Coup de théâtre! Le 24 mars, Reuters annonce dans une dépêche que près de « 40 policiers ont été décapités » par des présumés miliciens Kamuina Nsapu. Les « victimes » seraient tombés dans une « embuscade » sur le tronçon Tshikapa-Kananga. En guise de source, l’agence britannique cite François Kalamba, le président de l’Assemblée provinciale, d’alors. Les noms des policiers tués restent un mystère. Il n’y aura jamais de « cérémonie d’inhumation ». Voulait-on « conditionner » l’opinion?
Vingt-quatre heures après cette annonce, les corps sans vie de Catalan et de Sharp sont « découverts ». La jeune dame est effectivement décapitée.
Les plus hauts responsables de l’Onu savent les circonstances exactes de l’assassinat de leurs deux experts. Pourquoi ne diffusent-ils pas les informations en leur possession qui mettent en cause trois « suspects ». C’est le cas non seulement de « Joseph Kabila » mais aussi de ses « hommes de mains » Kalev Mutondo et Delphin Kahimbi.
« KABILA » FAIT « CHANTER » L’ONU
Lors de la 72ème session de l’Assemblée générale des Nations Unies en septembre 2017, « Kabila » avait littéralement fait « chanter » l’Onu. Un extrait de son speech en témoigne. « Il est clair que près de vingt ans après son déploiement, la force onusienne ne peut nourrir l’ambition de rester indéfiniment dans mon pays, déclarait-il. Depuis plusieurs années nous exigeons le redimensionnement de la Monusco (…)« . La Monusco était devenue un « témoin gênant » pour un « Kabila » décidé à briguer un troisième mandat interdit par la Constitution.

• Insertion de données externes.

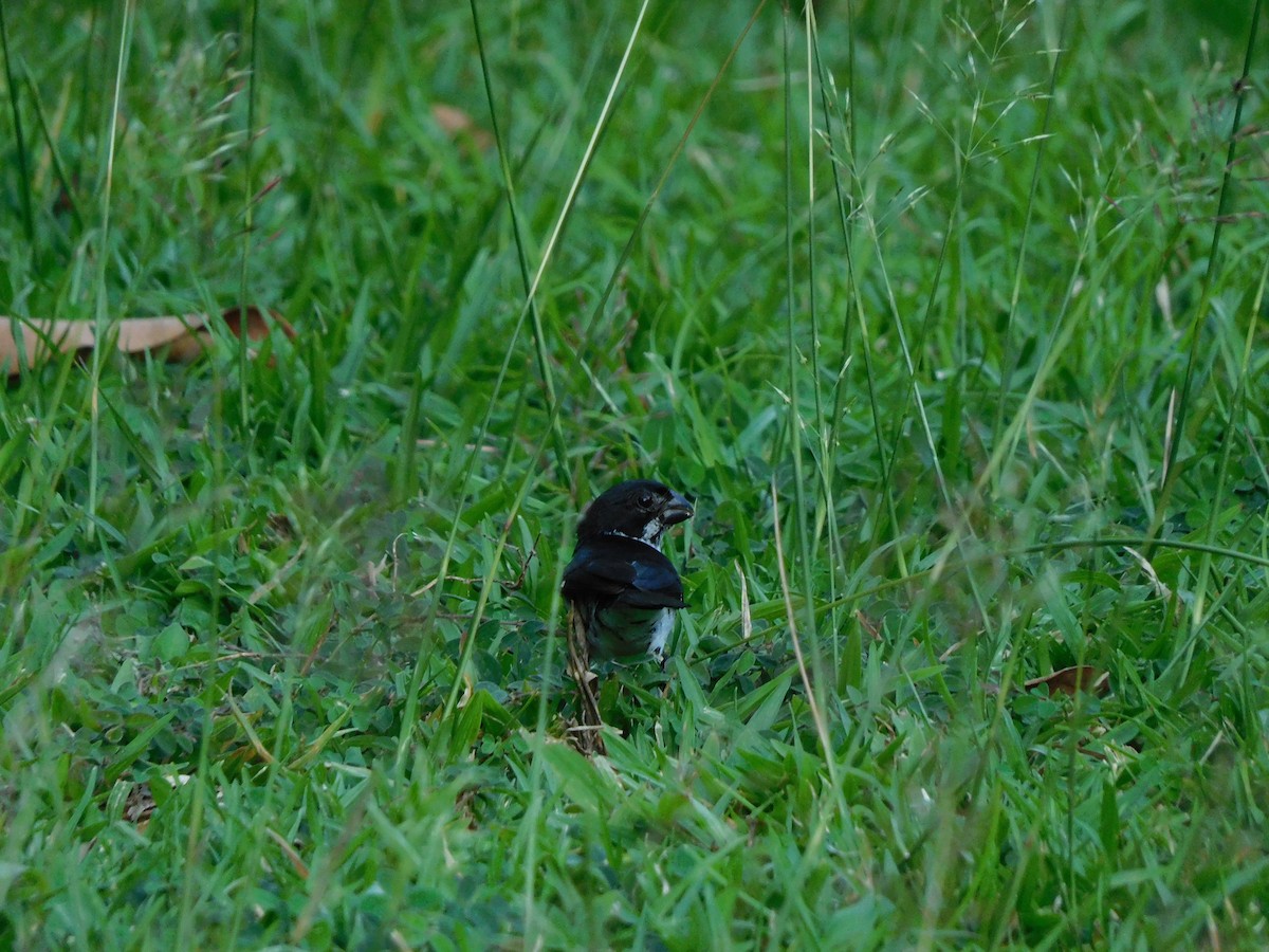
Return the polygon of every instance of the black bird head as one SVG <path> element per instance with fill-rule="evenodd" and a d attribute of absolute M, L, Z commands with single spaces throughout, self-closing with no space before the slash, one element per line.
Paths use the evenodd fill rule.
<path fill-rule="evenodd" d="M 577 524 L 577 545 L 624 536 L 661 548 L 661 534 L 692 518 L 692 503 L 654 480 L 631 480 L 602 494 Z"/>

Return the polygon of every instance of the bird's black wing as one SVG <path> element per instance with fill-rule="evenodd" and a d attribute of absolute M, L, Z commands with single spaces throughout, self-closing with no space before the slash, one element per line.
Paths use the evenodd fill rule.
<path fill-rule="evenodd" d="M 570 602 L 621 602 L 631 608 L 687 608 L 674 562 L 652 546 L 623 536 L 577 546 L 563 570 Z"/>

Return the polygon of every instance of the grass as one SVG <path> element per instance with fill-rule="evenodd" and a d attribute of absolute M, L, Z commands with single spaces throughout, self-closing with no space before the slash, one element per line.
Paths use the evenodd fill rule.
<path fill-rule="evenodd" d="M 0 944 L 1263 947 L 1235 6 L 0 8 L 0 311 L 298 331 L 6 387 Z"/>

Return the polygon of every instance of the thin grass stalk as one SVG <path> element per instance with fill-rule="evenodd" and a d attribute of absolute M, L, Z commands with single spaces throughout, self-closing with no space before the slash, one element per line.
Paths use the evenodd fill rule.
<path fill-rule="evenodd" d="M 600 316 L 603 316 L 604 307 L 608 306 L 608 300 L 612 297 L 613 289 L 617 287 L 617 281 L 621 278 L 622 268 L 626 265 L 626 261 L 629 259 L 631 253 L 634 250 L 634 242 L 638 240 L 638 236 L 643 231 L 643 222 L 647 221 L 647 216 L 651 213 L 652 207 L 656 204 L 656 199 L 660 198 L 661 189 L 664 189 L 665 183 L 669 182 L 670 173 L 674 171 L 674 166 L 679 161 L 679 156 L 687 147 L 688 140 L 692 137 L 692 131 L 697 127 L 697 122 L 704 113 L 706 107 L 709 104 L 709 100 L 713 99 L 713 94 L 718 89 L 718 84 L 726 75 L 727 69 L 731 66 L 731 61 L 736 58 L 736 53 L 740 51 L 741 44 L 745 42 L 745 37 L 749 36 L 750 28 L 758 20 L 758 15 L 763 11 L 765 6 L 766 6 L 766 0 L 759 0 L 758 6 L 754 9 L 754 14 L 749 18 L 749 22 L 745 24 L 745 28 L 740 32 L 740 36 L 736 37 L 736 42 L 732 43 L 731 51 L 727 53 L 727 57 L 722 61 L 722 66 L 718 67 L 718 72 L 714 74 L 713 81 L 709 84 L 709 89 L 706 90 L 704 98 L 702 98 L 700 104 L 697 105 L 697 110 L 692 114 L 692 118 L 688 121 L 688 126 L 683 131 L 683 135 L 679 137 L 678 143 L 675 143 L 674 151 L 670 152 L 670 159 L 666 161 L 665 169 L 661 171 L 661 178 L 657 179 L 656 185 L 652 188 L 652 192 L 647 197 L 647 202 L 643 203 L 643 208 L 640 212 L 638 221 L 634 222 L 634 227 L 631 231 L 629 239 L 626 241 L 626 246 L 622 249 L 621 254 L 617 255 L 617 261 L 613 265 L 613 272 L 608 278 L 608 284 L 604 286 L 604 293 L 600 294 L 599 301 L 595 302 L 595 307 L 590 312 L 590 320 L 586 322 L 586 329 L 582 335 L 581 343 L 577 345 L 577 357 L 579 360 L 582 360 L 582 367 L 586 367 L 582 357 L 586 353 L 588 348 L 590 347 L 591 333 L 598 326 L 599 319 Z M 586 372 L 588 374 L 590 373 L 589 367 L 586 367 Z"/>
<path fill-rule="evenodd" d="M 487 438 L 487 435 L 489 435 L 490 425 L 491 425 L 492 419 L 494 419 L 494 409 L 497 406 L 499 396 L 503 392 L 503 383 L 506 381 L 506 374 L 508 374 L 508 371 L 510 368 L 513 355 L 515 354 L 516 341 L 519 340 L 520 333 L 524 329 L 524 321 L 528 317 L 529 307 L 530 307 L 533 300 L 537 296 L 537 289 L 538 289 L 538 287 L 542 283 L 542 277 L 546 273 L 546 269 L 547 269 L 547 267 L 551 263 L 551 258 L 552 258 L 552 253 L 555 250 L 555 245 L 556 245 L 556 242 L 560 239 L 560 235 L 561 235 L 561 232 L 563 230 L 565 222 L 567 221 L 570 213 L 572 212 L 572 207 L 574 207 L 574 203 L 576 201 L 577 192 L 579 192 L 579 189 L 581 187 L 581 182 L 584 180 L 585 173 L 586 173 L 586 170 L 590 166 L 590 160 L 594 156 L 594 150 L 595 150 L 596 143 L 599 141 L 600 132 L 603 131 L 604 126 L 607 124 L 608 114 L 609 114 L 609 112 L 612 109 L 613 102 L 614 102 L 615 95 L 617 95 L 617 89 L 619 88 L 622 77 L 624 76 L 626 66 L 629 62 L 631 51 L 633 50 L 634 41 L 638 37 L 640 28 L 641 28 L 642 22 L 643 22 L 643 14 L 647 13 L 647 5 L 648 5 L 648 0 L 645 0 L 642 8 L 640 10 L 640 15 L 636 19 L 634 25 L 631 29 L 629 41 L 626 44 L 626 52 L 622 56 L 621 65 L 618 66 L 617 72 L 613 76 L 613 81 L 609 85 L 608 98 L 604 100 L 604 107 L 600 110 L 599 119 L 595 123 L 595 129 L 594 129 L 594 132 L 593 132 L 593 135 L 590 137 L 590 142 L 586 146 L 586 152 L 582 156 L 582 161 L 581 161 L 581 165 L 577 169 L 577 174 L 574 176 L 572 185 L 569 189 L 569 195 L 566 197 L 565 203 L 563 203 L 563 206 L 560 209 L 560 215 L 556 218 L 556 223 L 555 223 L 555 227 L 551 231 L 551 237 L 547 241 L 547 246 L 546 246 L 546 249 L 542 253 L 542 261 L 538 264 L 538 269 L 537 269 L 537 272 L 534 273 L 534 277 L 533 277 L 533 283 L 529 287 L 528 294 L 525 294 L 524 306 L 520 308 L 520 312 L 519 312 L 519 315 L 518 315 L 518 317 L 515 320 L 515 326 L 511 329 L 511 334 L 510 334 L 510 338 L 508 339 L 508 344 L 506 344 L 506 350 L 504 352 L 504 355 L 503 355 L 503 363 L 499 367 L 497 377 L 494 381 L 494 387 L 492 387 L 492 390 L 490 392 L 489 404 L 487 404 L 487 406 L 485 409 L 485 416 L 481 420 L 480 432 L 478 432 L 477 438 L 475 440 L 477 446 L 483 444 L 485 440 L 486 440 L 486 438 Z M 450 562 L 450 560 L 453 557 L 454 543 L 456 543 L 456 541 L 458 538 L 458 532 L 459 532 L 461 527 L 463 526 L 462 514 L 463 514 L 463 512 L 466 510 L 466 506 L 467 506 L 467 498 L 468 498 L 468 495 L 471 493 L 471 485 L 472 485 L 472 479 L 471 477 L 472 477 L 472 472 L 475 471 L 476 459 L 477 459 L 478 456 L 480 456 L 478 453 L 471 453 L 468 456 L 468 458 L 467 458 L 466 465 L 463 466 L 462 489 L 459 491 L 459 496 L 458 496 L 458 500 L 457 500 L 457 506 L 456 506 L 456 510 L 454 510 L 454 519 L 450 523 L 449 534 L 448 534 L 448 537 L 445 539 L 445 547 L 444 547 L 444 550 L 442 552 L 440 565 L 438 566 L 438 570 L 437 570 L 437 579 L 435 579 L 435 585 L 434 585 L 433 597 L 431 597 L 433 598 L 431 609 L 429 611 L 428 619 L 426 619 L 426 622 L 424 625 L 424 630 L 425 631 L 430 631 L 430 630 L 434 628 L 435 622 L 437 622 L 437 616 L 438 616 L 438 613 L 440 611 L 440 603 L 442 603 L 443 595 L 444 595 L 445 576 L 449 572 L 449 562 Z M 530 470 L 533 467 L 530 467 Z M 393 768 L 393 772 L 395 772 L 395 774 L 397 777 L 401 776 L 401 772 L 405 768 L 405 755 L 406 755 L 406 751 L 409 750 L 410 737 L 412 736 L 415 722 L 416 722 L 416 718 L 418 718 L 419 692 L 420 692 L 420 688 L 423 685 L 423 671 L 424 671 L 424 668 L 426 665 L 426 659 L 428 659 L 428 651 L 429 650 L 430 650 L 430 642 L 429 642 L 429 640 L 428 638 L 421 638 L 420 642 L 419 642 L 419 651 L 415 655 L 414 668 L 412 668 L 411 674 L 410 674 L 410 693 L 406 696 L 405 711 L 404 711 L 404 716 L 402 716 L 402 720 L 401 720 L 401 732 L 397 736 L 397 749 L 396 749 L 395 768 Z M 456 673 L 456 675 L 457 675 L 457 673 Z M 456 685 L 457 685 L 457 683 L 458 683 L 458 678 L 456 677 Z M 448 706 L 448 703 L 447 703 L 447 706 Z"/>
<path fill-rule="evenodd" d="M 476 51 L 480 56 L 481 76 L 485 81 L 485 99 L 489 103 L 489 121 L 494 131 L 494 143 L 497 147 L 497 164 L 503 173 L 503 188 L 506 189 L 506 209 L 511 217 L 511 237 L 515 241 L 515 258 L 520 265 L 520 281 L 524 284 L 524 297 L 529 306 L 529 320 L 533 327 L 533 353 L 538 362 L 538 374 L 547 395 L 547 414 L 549 419 L 551 443 L 556 456 L 558 479 L 569 476 L 569 449 L 560 425 L 560 397 L 556 393 L 555 374 L 551 371 L 551 353 L 547 345 L 546 330 L 542 326 L 542 312 L 533 294 L 533 281 L 529 277 L 529 258 L 524 248 L 524 234 L 520 227 L 520 212 L 515 201 L 515 179 L 508 157 L 508 143 L 497 122 L 497 107 L 494 100 L 494 81 L 490 79 L 489 55 L 485 52 L 485 34 L 480 28 L 480 11 L 476 0 L 470 0 L 472 11 L 472 30 L 476 34 Z"/>
<path fill-rule="evenodd" d="M 802 476 L 802 415 L 798 411 L 798 358 L 797 358 L 797 298 L 794 293 L 796 283 L 793 274 L 793 77 L 792 77 L 792 18 L 786 5 L 784 15 L 780 18 L 784 39 L 784 282 L 786 282 L 786 347 L 788 348 L 788 374 L 789 374 L 789 458 L 793 463 L 793 499 L 797 512 L 792 514 L 791 523 L 797 532 L 801 575 L 802 575 L 802 609 L 806 621 L 806 631 L 812 651 L 819 655 L 819 640 L 816 637 L 815 598 L 811 579 L 811 541 L 806 524 L 807 503 L 806 487 Z M 807 81 L 810 81 L 810 76 Z M 825 765 L 829 770 L 830 782 L 834 791 L 840 797 L 840 784 L 838 783 L 838 764 L 832 751 L 832 741 L 829 737 L 829 724 L 824 716 L 824 706 L 820 703 L 820 692 L 825 689 L 822 678 L 812 678 L 802 651 L 802 641 L 798 635 L 797 619 L 793 611 L 792 590 L 789 588 L 788 569 L 784 559 L 783 536 L 780 531 L 780 515 L 778 501 L 778 487 L 775 479 L 772 479 L 772 518 L 775 526 L 777 562 L 779 566 L 780 588 L 784 593 L 787 621 L 789 626 L 789 641 L 797 656 L 798 670 L 802 674 L 802 683 L 806 689 L 807 703 L 811 706 L 811 716 L 815 720 L 816 734 L 822 746 Z"/>
<path fill-rule="evenodd" d="M 1162 486 L 1159 490 L 1159 504 L 1155 508 L 1155 518 L 1151 522 L 1150 534 L 1156 534 L 1167 515 L 1167 503 L 1171 499 L 1173 487 L 1176 485 L 1176 457 L 1180 452 L 1181 439 L 1185 434 L 1185 420 L 1189 415 L 1190 395 L 1194 385 L 1194 367 L 1198 364 L 1199 343 L 1203 339 L 1203 324 L 1212 308 L 1212 294 L 1216 288 L 1216 279 L 1221 273 L 1221 235 L 1225 232 L 1225 221 L 1233 204 L 1233 160 L 1239 150 L 1239 129 L 1242 128 L 1242 107 L 1247 100 L 1247 90 L 1251 88 L 1251 62 L 1254 58 L 1256 32 L 1260 28 L 1260 8 L 1264 0 L 1256 0 L 1251 9 L 1251 25 L 1247 30 L 1247 46 L 1242 56 L 1242 75 L 1233 84 L 1235 107 L 1233 118 L 1230 121 L 1230 145 L 1225 156 L 1225 173 L 1221 176 L 1221 193 L 1216 202 L 1216 220 L 1212 222 L 1212 242 L 1207 253 L 1207 270 L 1203 273 L 1203 288 L 1199 293 L 1198 305 L 1194 307 L 1194 319 L 1190 321 L 1189 354 L 1185 359 L 1185 376 L 1181 380 L 1180 397 L 1176 401 L 1176 421 L 1174 433 L 1176 434 L 1167 447 L 1164 458 Z M 1151 547 L 1147 547 L 1145 556 L 1150 559 Z M 1195 621 L 1198 616 L 1195 616 Z"/>
<path fill-rule="evenodd" d="M 22 184 L 22 225 L 27 244 L 36 244 L 36 218 L 30 211 L 30 173 L 27 169 L 27 140 L 22 133 L 22 109 L 18 105 L 18 84 L 14 81 L 13 53 L 9 50 L 9 28 L 5 25 L 4 4 L 0 3 L 0 53 L 4 53 L 5 81 L 9 84 L 9 108 L 13 110 L 14 147 L 18 151 L 18 180 Z"/>
<path fill-rule="evenodd" d="M 89 415 L 89 442 L 91 443 L 91 456 L 89 458 L 88 480 L 88 539 L 91 542 L 96 536 L 96 505 L 98 482 L 102 470 L 102 363 L 105 359 L 105 341 L 109 340 L 110 321 L 110 296 L 107 291 L 107 261 L 110 258 L 110 201 L 114 194 L 114 152 L 118 146 L 119 110 L 123 102 L 123 77 L 128 72 L 128 55 L 132 50 L 132 15 L 136 0 L 126 0 L 123 4 L 123 17 L 119 23 L 119 44 L 115 53 L 114 65 L 114 90 L 110 96 L 110 117 L 107 126 L 105 140 L 105 183 L 102 188 L 102 234 L 98 240 L 96 258 L 96 306 L 94 335 L 96 347 L 93 348 L 90 369 L 90 415 Z"/>
<path fill-rule="evenodd" d="M 256 94 L 259 89 L 260 69 L 260 0 L 250 0 L 249 5 L 250 27 L 247 33 L 251 43 L 251 56 L 246 77 L 246 142 L 242 143 L 242 260 L 239 267 L 239 307 L 241 314 L 251 305 L 250 274 L 251 274 L 251 232 L 254 230 L 255 201 L 253 195 L 253 159 L 255 150 L 255 109 Z M 239 334 L 239 420 L 241 439 L 246 446 L 251 444 L 251 401 L 247 386 L 247 357 L 250 354 L 250 340 L 246 334 Z"/>

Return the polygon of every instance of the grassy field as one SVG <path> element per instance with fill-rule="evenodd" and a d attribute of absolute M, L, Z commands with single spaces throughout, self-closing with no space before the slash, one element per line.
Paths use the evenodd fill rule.
<path fill-rule="evenodd" d="M 0 947 L 1269 944 L 1259 0 L 0 10 Z"/>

Pour préserver des intérêts douteux, les autorités onusiennes ont-elles décidé de passer par pertes et profits ce double homicide constitutif de crime contre l’humanité? Pourquoi, les représentants de la Monusco qui assistent à chacune des audiences du procès à Kananga n’osent guère exiger la comparution de Kalev Mutondo et de Delphin Kahimbi? Pourquoi, la Haute cour militaire n’a jamais consulter les relevés téléphoniques du colonel Jean de Dieu Mabweni qui étaient en contact avec des responsables de l’ANR? Pourquoi personne ne s’offusque de la connivence existant entre certains avocats de la défense et le ministère public? Pourquoi, enfin, l’ANR se croit-elle en droit de déporter à Kinshasa des prévenus à un procès sans rédiger le moindre procès-verbal?
La Haute cour militaire à Kananga ne fait nullement illusion. Elle a reçu pour mission de garantir l’impunité à « Joseph Kabila » ainsi qu’à ses « bads guys ».
Lors de l’attentat qui coûta la vie au colonel Mamadou Mustapha Ndala, l’auditeur général Mukuntu Kiyana fut le premier magistrat à descendre sur la scène du crime. Les conclusions de l’enquête n’ont jamais été publiées. L’homme est passé maître en matière de dissimulation. Il n’est pas exclu que le procès en cours à Kananga s’achève dans un brouillard total. Vive l’impunité!